Frederick Henderson
- Full name: Frederick William Henderson
- Date of birth: 3 January 1879
- Place of birth: Dundee, Scotland
- Date of death: 30 September 1950 (aged 71)
- Place of death: Kirkmichael, Scotland
- School: High School of Dundee Loretto School
- University: University of Edinburgh
- Occupation(s): Christian minister

Rugby union career
- Position(s): Forward

International career
- Years: Team / Apps / (Points)
- 1900: Scotland / 2 / (0)

= Frederick Henderson (rugby union) =

Frederick William Henderson (3 January 1879 — 30 September 1950) was a Scottish international rugby union player.

Henderson was born into a family of leather merchants from Invergowrie, outside Dundee. He attended the High School of Dundee until 1894, when he moved over to Loretto School, where he was head boy and rugby captain.

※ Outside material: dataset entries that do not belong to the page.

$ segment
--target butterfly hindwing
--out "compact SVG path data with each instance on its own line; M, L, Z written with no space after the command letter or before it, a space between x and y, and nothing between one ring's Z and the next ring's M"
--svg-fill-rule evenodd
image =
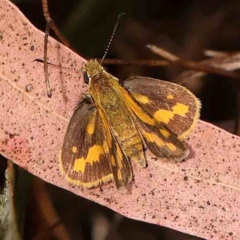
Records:
M179 139L191 132L199 118L199 100L178 84L136 76L124 81L124 87L145 112Z
M131 182L130 162L103 121L91 99L75 110L60 154L61 170L70 183L91 188L110 180L117 187Z
M68 125L60 154L60 165L66 179L73 184L93 187L110 181L104 129L99 114L90 99L84 99Z

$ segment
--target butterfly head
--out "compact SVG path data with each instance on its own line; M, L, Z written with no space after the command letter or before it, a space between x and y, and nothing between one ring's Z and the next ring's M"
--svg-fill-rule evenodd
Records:
M89 84L94 76L103 71L103 67L98 63L96 59L88 61L83 67L84 82Z

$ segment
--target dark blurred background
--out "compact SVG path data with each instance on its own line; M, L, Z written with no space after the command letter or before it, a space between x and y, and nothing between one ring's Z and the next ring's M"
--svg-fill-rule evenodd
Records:
M41 0L15 0L26 17L45 30ZM240 49L240 2L171 0L49 0L52 18L73 48L83 57L101 58L117 16L122 17L107 58L160 59L146 44L155 44L194 61L206 59L204 50L235 52ZM54 33L51 31L54 37ZM186 71L176 66L106 66L120 79L143 75L172 81ZM201 119L233 131L237 114L237 90L231 79L209 74L186 82L202 101ZM0 161L2 164L3 161ZM0 169L4 169L3 167ZM3 176L0 173L0 177ZM0 178L1 183L3 180ZM36 188L43 187L59 222L49 223L39 207ZM34 177L32 198L26 202L24 235L28 239L198 239L171 229L126 219ZM39 188L41 189L41 188ZM47 204L46 204L47 206ZM63 226L69 238L56 234ZM59 233L59 232L58 232Z

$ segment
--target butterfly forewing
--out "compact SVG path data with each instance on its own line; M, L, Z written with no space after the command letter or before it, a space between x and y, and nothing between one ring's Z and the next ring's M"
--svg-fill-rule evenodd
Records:
M199 118L199 100L178 84L136 76L124 81L124 87L145 112L180 139L191 132Z

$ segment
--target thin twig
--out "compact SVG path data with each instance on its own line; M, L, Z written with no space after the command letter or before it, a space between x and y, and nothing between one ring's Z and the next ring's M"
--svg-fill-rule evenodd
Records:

A London Scottish forward, Henderson had an athletic build and was at his best in open play. His career for Scotland was brief, consisting of two caps during the 1900 Home Nations, for away matches against Wales and Ireland.

Henderson, who studied divinity at the University of Edinburgh, spent two decades in India as a lecturer at Madras Christian College and undertaking missionary work. On his return home, Henderson was minister for Kirkmichael Parish, a position he had held for 19 years at the time of his death in 1950.